Latency and throughput

CPU release¶

IDLive Doc SDK for CPU is configured to achieve the optimal latency by default. In order to switch the SDK to throughput optimization mode one should set the DOCSDK_OPTIMIZE_THROUGHPUT environment variable to 1 value.

GPU release¶

IDLive Doc SDK for GPU doesn't provide different performance modes. However, it's important to mention that available GPU resources are distributed fairly between all created LivenessPipeline instances. This means that the more instances you have within a single process, the less concurrent liveness check requests can be processed in parallel by each instance resulting in lower per-pipeline TPS.

Faster JPEG image processing ¶

It's possible to enable GPU-based JPEG image decoder in IDLive Doc SDK. This can be achieved by setting the DOCSDK_USE_GPU_JPEG_DECODER environment variable to 1 value. The expected latency decrease is 30-100% depending on the input image resoultion and GPU model.

Warning

Please note that using GPU-based decoder with CUDA versions lower that 12.1 Update 1 may lead to might lead to crashes (SIGSEGV) when processing images with invalid EXIF metadata.
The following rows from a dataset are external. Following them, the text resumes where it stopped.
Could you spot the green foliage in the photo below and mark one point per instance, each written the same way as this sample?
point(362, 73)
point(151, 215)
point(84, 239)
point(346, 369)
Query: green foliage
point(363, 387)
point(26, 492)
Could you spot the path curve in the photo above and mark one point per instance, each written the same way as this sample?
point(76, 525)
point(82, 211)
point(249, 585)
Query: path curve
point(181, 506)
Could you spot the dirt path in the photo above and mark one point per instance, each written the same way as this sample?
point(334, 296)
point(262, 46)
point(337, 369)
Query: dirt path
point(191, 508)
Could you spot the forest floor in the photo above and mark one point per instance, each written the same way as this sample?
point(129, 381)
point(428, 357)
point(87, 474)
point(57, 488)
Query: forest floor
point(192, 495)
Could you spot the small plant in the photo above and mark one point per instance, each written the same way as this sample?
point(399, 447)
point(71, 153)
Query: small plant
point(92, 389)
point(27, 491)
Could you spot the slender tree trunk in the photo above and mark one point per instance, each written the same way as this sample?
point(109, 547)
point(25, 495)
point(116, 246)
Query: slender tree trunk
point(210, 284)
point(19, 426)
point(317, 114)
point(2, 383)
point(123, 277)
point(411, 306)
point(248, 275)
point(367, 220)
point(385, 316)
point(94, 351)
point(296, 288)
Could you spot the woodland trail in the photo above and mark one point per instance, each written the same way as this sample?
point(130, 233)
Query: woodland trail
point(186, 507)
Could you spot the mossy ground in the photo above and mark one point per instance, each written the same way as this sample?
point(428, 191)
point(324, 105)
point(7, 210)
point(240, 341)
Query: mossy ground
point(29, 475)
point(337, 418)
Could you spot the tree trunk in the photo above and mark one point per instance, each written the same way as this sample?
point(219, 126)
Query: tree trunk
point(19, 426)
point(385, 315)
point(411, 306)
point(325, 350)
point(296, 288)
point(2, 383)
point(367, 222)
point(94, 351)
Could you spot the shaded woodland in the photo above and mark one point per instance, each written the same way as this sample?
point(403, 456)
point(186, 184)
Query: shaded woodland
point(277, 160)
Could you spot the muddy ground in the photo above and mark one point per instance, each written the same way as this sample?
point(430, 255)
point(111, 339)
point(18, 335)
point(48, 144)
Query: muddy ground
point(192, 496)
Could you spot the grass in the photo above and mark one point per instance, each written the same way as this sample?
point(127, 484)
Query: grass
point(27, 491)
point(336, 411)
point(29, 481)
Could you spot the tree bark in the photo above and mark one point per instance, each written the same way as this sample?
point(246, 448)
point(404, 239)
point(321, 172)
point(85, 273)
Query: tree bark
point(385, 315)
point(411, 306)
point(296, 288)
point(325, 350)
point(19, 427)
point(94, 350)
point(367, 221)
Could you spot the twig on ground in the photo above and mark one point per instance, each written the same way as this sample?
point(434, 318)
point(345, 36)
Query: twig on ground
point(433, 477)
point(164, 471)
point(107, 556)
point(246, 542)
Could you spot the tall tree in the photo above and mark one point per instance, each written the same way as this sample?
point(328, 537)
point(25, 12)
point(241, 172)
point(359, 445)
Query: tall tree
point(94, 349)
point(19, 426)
Lower liveness check latency ¶

Latency of liveness pipeline can be improved significantly by using FP16 precision on the GPU. This can be enabled by setting the DOCSDK_TRT_FP16_ENABLED environment variable to 1 value. The expected latency reduction is 40-50% depending on the pipeline and GPU model.

Lower GPU initialization ¶

Initialization time of the GPU release can be significantly improved by enabling GPU engine cache. When enabled, the SDK caches compiled GPU engines to disk, avoiding the time-consuming compilation process on subsequent initializations. This can be enabled by setting the DOCSDK_TRT_CACHE_DIR environment variable to the directory path where the engine cache will be stored and loaded from. The expected initialization time reduction is ~50%.

Note

The engine cache is exclusive to the specific GPU device and compute capability. Cache files cannot be shared across different GPU devices or compute capabilities and must be regenerated for each unique hardware configuration.